Author: Julien Poublon, DVM MRCVS
Dr. Julien Poublon is part of a team of qualified UK vets at Vetstoria, which propose free web services to help pet owners understand and manage their pet's health. While spending most of his time developing Vetstoria, he enjoys working part time for the Lady Dane Veterinary Centre in Faversham, Kent.
Editor's Note: This article and video are geared toward rabbit owners in the United Kingdom. Myxomatosis is not as common in the US as it is in the UK, and so the vaccination is not readily available in the US. Therefore, in regions of the United States where myxomatosis does occur sporadically, such as the coastal areas of California and Oregon, the best way to prevent the disease is flea and mosquito control.
Myxomatosis is a common disease in wild rabbits. It is very contagious and spreads between rabbits via insect vectors such as:
Infection can therefore occur without direct contact between rabbits.
In the UK, we are lucky to have access to a vaccination against myxomatosis and we recommend to vaccinate every pet rabbit from 6 weeks of age.
While being the best protection available, this vaccination is not 100% effective and some vaccinated individuals may still contract the disease.

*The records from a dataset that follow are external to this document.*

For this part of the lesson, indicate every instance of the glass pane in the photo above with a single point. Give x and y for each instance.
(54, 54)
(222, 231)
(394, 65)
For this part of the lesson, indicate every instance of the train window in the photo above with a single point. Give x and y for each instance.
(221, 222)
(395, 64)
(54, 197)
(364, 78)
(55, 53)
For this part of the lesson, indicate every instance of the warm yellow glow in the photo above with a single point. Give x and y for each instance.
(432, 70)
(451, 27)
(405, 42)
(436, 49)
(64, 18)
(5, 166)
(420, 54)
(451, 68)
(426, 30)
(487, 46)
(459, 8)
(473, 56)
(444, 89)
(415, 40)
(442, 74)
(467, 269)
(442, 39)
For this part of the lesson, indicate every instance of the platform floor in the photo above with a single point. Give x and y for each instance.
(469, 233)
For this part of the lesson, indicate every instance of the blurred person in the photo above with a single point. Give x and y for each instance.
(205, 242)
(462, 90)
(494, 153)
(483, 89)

However, vaccinated rabbits which sadly get infected will develop a milder form of the disease and have a greater chance of recovery.
Vaccination is contraindicated in pregnant or sick individuals and we recommend that your vet gives your rabbit a good check over before the injection.

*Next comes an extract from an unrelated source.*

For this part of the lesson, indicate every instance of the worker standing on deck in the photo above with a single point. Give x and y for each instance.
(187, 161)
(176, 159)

At the present time, there is only one type of vaccine available against myxomatosis. It is called “Nobivac myxo” from Intervet.
In order to stimulate a good immunity, the vaccine is split between 2 routes:
Most of it is administered under the skin,
and the remaining is given intradermally which means into the thickness of the skin itself.
The manufacturers recommend using the skin at the base of the ear for the intradermal injection and either administering the remainder of the vaccine:
- at that site
- or through a separate injection in the scruff.
It is also possible to administer both the subcutaneous and the intradermal through a single injection at the base of the neck.
After the first vaccination, regular boosters are required. Where the risk of myxomatosis is high, boosters should be given every 6 months.
Myxomatosis tends to be a seasonal disease with outbreaks occurring in late summer. Therefore, the optimal time for vaccination is in the late spring to provide good protection during the summer months.
Finally, it is important to note that insect control is also an important way to minimise the risk of infection.